How to handle 2D and 3D models efficiently

Question

My coworkers and I have developed a c++ library implementing a "3D Geological Model" class. Goal of this library is to provide a data structure that is used in computational codes (such as Finite Element codes etc...)

This model class contains "Entities" (i.e. Corner, Line, Surface, Volume). Each Entities own a Mesh, which contains vertices in a 3D space and the connectivity informations.

We would like to handle also "2D Geological Model", which has the same structure (i.e. it contains set of Corner, Line, Surface). But this time, these Entities own a Mesh which contains vertices in a 2D space.

One objective is to give the user the ability to run their computational codes with the same API, even if it is on 3D or 2D "Geological Model".
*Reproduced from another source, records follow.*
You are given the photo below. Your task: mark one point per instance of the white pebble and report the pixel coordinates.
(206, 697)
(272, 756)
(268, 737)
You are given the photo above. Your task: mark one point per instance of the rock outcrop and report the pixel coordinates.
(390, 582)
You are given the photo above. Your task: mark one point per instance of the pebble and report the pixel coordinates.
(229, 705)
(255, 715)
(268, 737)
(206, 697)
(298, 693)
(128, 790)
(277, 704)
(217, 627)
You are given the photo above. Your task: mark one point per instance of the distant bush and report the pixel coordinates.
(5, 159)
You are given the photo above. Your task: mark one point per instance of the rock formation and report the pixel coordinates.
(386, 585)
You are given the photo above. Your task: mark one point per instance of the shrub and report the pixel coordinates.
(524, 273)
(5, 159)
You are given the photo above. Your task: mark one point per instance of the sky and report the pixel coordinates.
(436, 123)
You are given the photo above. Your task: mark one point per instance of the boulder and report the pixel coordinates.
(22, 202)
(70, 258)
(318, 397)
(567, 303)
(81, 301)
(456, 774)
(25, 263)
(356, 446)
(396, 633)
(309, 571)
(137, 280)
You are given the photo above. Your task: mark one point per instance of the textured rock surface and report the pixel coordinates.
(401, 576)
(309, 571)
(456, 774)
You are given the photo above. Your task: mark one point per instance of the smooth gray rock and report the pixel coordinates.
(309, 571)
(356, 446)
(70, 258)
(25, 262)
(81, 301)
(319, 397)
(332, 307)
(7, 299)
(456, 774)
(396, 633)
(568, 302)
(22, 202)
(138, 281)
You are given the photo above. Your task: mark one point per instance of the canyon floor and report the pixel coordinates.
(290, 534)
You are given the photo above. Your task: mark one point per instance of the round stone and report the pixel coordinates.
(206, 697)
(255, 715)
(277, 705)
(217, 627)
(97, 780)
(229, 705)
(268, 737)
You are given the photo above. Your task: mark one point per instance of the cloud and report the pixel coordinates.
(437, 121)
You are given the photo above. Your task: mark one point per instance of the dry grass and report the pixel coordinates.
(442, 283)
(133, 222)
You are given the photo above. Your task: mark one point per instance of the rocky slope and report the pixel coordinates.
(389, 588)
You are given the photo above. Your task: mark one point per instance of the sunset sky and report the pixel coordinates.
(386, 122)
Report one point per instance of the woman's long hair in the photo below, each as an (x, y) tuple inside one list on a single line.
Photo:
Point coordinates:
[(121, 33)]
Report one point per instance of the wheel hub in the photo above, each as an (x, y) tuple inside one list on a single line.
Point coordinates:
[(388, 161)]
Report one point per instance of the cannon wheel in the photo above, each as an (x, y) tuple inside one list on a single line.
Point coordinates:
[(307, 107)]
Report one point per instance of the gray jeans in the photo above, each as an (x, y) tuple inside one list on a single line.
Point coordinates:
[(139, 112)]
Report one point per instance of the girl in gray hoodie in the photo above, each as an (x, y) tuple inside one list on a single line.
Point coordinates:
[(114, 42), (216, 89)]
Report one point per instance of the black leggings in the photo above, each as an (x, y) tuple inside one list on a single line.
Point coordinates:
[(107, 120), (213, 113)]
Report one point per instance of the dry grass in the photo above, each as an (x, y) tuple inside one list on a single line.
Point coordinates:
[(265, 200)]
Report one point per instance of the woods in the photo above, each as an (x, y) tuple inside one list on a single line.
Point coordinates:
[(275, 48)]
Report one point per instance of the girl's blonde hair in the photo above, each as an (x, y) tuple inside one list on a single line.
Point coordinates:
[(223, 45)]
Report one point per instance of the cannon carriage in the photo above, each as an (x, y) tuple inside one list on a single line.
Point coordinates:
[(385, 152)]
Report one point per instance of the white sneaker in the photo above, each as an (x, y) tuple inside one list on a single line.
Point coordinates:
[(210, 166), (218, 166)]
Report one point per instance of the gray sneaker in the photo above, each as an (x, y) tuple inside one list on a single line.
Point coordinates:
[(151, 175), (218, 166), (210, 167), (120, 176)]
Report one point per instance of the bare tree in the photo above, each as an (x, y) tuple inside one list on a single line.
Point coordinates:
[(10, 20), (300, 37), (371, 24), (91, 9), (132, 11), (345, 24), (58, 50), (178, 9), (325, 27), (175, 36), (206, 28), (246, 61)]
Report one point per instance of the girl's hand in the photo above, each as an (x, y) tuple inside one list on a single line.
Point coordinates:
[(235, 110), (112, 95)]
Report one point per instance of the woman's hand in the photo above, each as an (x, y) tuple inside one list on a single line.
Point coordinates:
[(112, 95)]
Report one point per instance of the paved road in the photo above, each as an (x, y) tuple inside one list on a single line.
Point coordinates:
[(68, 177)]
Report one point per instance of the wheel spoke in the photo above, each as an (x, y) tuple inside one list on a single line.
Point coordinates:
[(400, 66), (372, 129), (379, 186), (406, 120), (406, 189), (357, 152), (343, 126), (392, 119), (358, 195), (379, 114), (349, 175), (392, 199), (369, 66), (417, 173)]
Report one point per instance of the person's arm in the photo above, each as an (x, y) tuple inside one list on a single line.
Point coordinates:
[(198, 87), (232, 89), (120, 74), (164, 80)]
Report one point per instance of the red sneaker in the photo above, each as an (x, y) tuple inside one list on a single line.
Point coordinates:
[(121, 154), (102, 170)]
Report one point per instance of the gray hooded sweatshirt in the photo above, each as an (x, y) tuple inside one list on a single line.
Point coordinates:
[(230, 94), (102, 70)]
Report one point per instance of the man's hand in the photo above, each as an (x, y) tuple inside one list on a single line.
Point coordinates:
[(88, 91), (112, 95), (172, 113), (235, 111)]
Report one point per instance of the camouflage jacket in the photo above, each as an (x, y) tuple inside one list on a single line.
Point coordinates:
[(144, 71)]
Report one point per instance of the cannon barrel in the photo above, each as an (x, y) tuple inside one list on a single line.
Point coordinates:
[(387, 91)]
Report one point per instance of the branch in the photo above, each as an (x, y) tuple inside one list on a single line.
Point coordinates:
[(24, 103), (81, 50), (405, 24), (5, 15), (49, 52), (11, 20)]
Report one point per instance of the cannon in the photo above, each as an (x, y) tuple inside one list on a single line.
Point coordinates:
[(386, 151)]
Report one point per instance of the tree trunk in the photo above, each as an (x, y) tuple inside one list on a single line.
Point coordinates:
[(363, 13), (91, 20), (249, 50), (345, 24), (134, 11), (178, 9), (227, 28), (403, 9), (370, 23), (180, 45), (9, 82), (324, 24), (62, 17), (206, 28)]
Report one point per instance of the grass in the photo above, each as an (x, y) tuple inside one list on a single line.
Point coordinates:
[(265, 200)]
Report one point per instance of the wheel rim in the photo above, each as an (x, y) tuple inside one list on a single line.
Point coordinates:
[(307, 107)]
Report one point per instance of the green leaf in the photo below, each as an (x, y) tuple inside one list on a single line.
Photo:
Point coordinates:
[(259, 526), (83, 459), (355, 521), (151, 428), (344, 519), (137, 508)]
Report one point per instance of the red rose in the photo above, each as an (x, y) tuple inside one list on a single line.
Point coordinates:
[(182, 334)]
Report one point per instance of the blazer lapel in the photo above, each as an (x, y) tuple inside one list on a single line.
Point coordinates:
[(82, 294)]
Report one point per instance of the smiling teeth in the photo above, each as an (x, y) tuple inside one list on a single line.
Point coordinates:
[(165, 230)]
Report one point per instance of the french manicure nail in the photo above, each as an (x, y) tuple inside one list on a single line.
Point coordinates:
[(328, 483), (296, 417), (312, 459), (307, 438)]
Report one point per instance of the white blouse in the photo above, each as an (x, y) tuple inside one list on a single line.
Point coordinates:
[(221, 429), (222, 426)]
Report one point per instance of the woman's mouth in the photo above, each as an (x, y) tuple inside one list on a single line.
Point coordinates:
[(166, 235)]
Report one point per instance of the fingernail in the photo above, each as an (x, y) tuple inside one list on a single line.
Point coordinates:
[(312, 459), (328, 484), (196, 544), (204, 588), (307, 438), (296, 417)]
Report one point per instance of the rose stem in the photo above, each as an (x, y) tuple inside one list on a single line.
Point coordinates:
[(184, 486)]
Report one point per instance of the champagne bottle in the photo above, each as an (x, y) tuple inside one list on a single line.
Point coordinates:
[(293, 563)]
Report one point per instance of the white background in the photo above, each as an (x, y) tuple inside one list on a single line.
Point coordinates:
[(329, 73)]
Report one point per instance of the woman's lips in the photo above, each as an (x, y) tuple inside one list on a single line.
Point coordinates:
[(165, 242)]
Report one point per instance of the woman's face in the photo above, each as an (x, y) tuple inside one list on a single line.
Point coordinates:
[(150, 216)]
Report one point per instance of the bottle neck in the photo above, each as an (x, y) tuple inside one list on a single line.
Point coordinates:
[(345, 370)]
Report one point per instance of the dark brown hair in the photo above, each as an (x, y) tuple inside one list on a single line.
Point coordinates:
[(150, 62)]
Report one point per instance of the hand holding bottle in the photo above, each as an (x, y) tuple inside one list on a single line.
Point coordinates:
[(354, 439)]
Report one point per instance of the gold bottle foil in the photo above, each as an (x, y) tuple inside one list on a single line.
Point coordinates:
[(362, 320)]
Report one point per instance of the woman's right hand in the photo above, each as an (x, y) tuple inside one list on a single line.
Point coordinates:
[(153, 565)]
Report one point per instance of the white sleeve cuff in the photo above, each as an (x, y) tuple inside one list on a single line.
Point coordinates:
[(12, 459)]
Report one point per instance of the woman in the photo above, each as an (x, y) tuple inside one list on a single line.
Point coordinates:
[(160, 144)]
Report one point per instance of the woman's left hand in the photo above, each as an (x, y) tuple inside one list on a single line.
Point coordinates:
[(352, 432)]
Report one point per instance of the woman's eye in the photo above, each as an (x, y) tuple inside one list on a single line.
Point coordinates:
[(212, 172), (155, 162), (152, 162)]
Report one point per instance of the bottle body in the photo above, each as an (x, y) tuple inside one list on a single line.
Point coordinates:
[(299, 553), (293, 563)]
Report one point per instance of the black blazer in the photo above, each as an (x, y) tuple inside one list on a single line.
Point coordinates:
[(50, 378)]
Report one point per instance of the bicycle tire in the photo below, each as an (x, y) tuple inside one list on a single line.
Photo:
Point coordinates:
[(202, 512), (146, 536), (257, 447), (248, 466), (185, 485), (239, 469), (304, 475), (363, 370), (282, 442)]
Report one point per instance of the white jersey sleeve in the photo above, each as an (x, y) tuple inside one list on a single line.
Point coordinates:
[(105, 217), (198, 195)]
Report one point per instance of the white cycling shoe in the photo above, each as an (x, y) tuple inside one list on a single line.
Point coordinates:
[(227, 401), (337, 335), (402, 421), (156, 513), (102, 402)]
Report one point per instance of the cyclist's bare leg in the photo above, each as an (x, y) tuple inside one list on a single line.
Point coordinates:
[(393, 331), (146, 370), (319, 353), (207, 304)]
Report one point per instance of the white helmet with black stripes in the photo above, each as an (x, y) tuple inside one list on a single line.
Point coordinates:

Does someone here have faced the same problem ? One solution is to template all the classes by the space dimension, but it seems a bit heavy.

Cheers,

Answer 1

I use C++ template to parameterize dimension in a fluid simulation project. It is not directly related to your application, but I think some general ideas would be the same.

• Vectorize operations for vector/array/point/vertices.

  I believe you already have this implemented.

• Provide iterators to access topology in a model.

  In this way you can abstract(hide) dimensional details, such as "how many adjacent faces/edges do I have for a given element?".

• Prefer the Structure-Of-Array(SOA) memory layout.

  In SOA layout you put the same attributes from different objects in an array.

  For example, this is a common way to define vertices:

  struct Vertex {
      VECTOR<D> position;
      double weight;
      // other attributes
  };
  std::vector<Vertex> vertices;
  

  This is called Array-Of-Structure. One potential issue of this is that the layout could vary for different dimensions. As a result you might have alignment problems.

  Instead, I would suggest the SOA way:

    struct Vertices {
        std::vector<VECTOR<D>> positions;
        // or
        // std::vector<double> px;
        // std::vector<double> py;
        // ...
        std::vector<double> weights;
        // other attribute arrays
    };
    Vertices vertices;
  

  You should have less alignment issues when all attributes of same type are stored together.

• Instantiate the template class in .cpp files.

  In C++ a template class will not be instantiated when the compiler does not see a use of it.

  If your lib and your user code are compiled separately, your lib will not include your class implementation because it does not see its use, and the compiler will throw undefined reference errors in your user project.

  So remember to instantiate your class for each dimension you care(usually 2 and 3) manually in .cpp files.

One solution is to template all the classes by the space dimension, but it seems a bit heavy.

I am not sure what do you mean by "heavy". Indeed, instantiating the template classes for each dimension will increase the code size. But I have not seen this is a problem in practice.